At an Iraqi checkpoint south of Baghdad, a truck bomb killed at least 60 and over 70 were injured, medical and security officials said, and ISIS claimed responsibility for the blast.
After a deadliest ISIS attack on February 28th, which killed 78 people in Sadr city, a Shi'ite district of Baghdad, this is the second attack which took away several lives.
The attack was also claimed by the ultra-hardline Sunni group that controls vast swathes of territory in Iraq and in Syria.
The escalation in IS bombings suggests that Iraqi government forces are being stretched thin, after their recent gains against the group in the western and northern provinces.
Amaq news agency, a website that supports IS, claimed the responsibility for the bombing in Hilla, 117 kilometres south of Baghdad.
The statement on the Amaq website reads, “A martyr's operation with a truck bomb hit the Babylon Ruins checkpoint at the entrance of the city of Hilla, killing and wounding dozens.”
Hilla, the capital of Babylon province is a predominantly Shi'ite region with some Sunnis. “It's the largest bombing in the province to date. The checkpoint, the nearby police station were destroyed as well as some houses and dozens of cars,” Falah al-Radhi, the head of the provincial security committee said.
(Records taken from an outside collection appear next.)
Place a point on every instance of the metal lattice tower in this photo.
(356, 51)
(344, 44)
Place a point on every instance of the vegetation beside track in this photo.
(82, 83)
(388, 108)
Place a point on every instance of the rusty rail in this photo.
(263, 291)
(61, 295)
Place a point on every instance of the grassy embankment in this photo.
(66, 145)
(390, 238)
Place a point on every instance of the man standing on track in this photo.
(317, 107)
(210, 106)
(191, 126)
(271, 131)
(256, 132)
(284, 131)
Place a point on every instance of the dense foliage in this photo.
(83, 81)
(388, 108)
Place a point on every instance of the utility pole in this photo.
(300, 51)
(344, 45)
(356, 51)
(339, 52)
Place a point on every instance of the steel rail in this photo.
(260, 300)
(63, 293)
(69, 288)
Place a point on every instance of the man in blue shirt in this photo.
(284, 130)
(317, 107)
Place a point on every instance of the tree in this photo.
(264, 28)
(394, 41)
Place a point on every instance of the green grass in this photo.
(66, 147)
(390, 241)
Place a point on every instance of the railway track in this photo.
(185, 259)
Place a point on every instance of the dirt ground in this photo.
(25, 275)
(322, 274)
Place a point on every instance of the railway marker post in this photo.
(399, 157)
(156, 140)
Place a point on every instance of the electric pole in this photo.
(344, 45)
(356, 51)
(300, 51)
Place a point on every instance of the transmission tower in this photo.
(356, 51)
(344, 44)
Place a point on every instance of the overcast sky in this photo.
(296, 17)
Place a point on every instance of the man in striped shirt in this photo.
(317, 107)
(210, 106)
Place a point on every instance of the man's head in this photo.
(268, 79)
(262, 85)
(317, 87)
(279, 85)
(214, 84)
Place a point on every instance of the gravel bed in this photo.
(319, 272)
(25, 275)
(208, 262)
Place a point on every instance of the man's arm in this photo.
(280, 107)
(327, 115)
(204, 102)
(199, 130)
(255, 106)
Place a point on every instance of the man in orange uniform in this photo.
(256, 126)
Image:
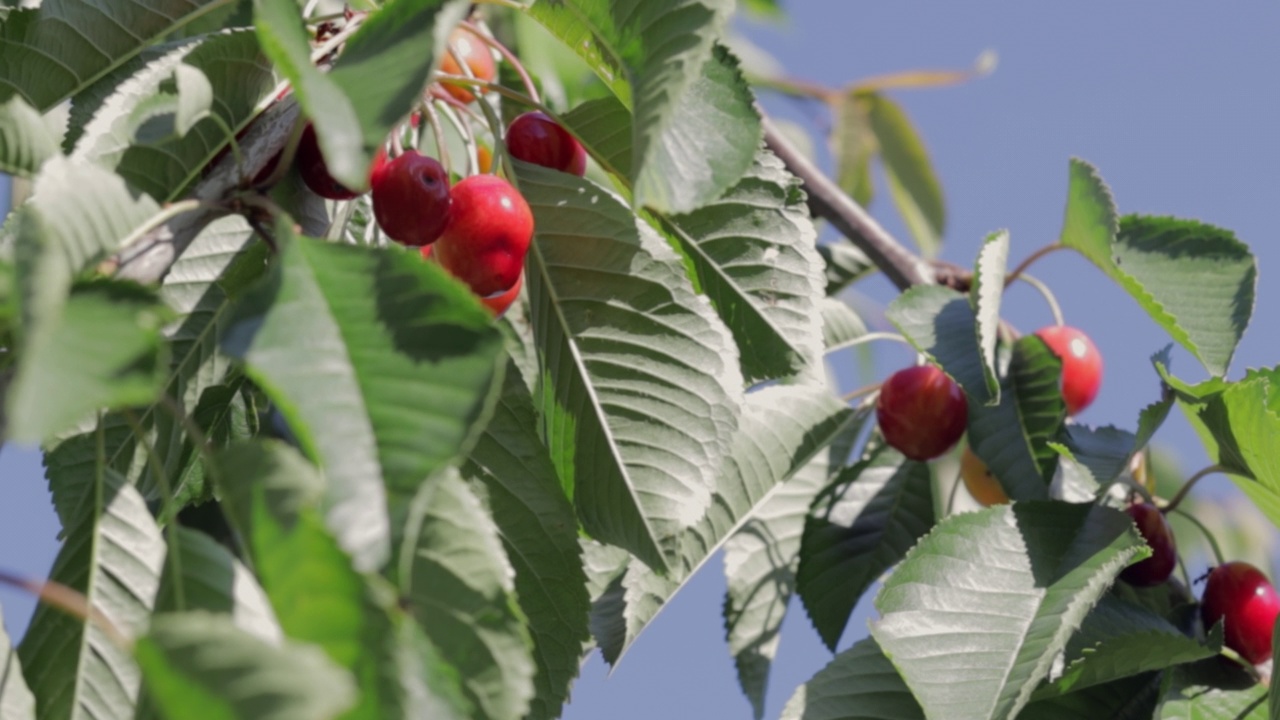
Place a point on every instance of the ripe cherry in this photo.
(1239, 595)
(979, 481)
(1164, 551)
(534, 137)
(922, 411)
(475, 54)
(314, 172)
(489, 231)
(411, 197)
(1082, 365)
23 of the casualities, a provincial hospital official confirmed, were members of the police and other security forces that were manning the check point located at the northern entrance of the city.
Brett McGurk, the US envoy to a coalition fighting IS yesterday, said that, ISIS was losing the battle against forces arraigned against it from many sides in Iraq and Syria. He said the focus would turn to stabilizing cities seized back from them.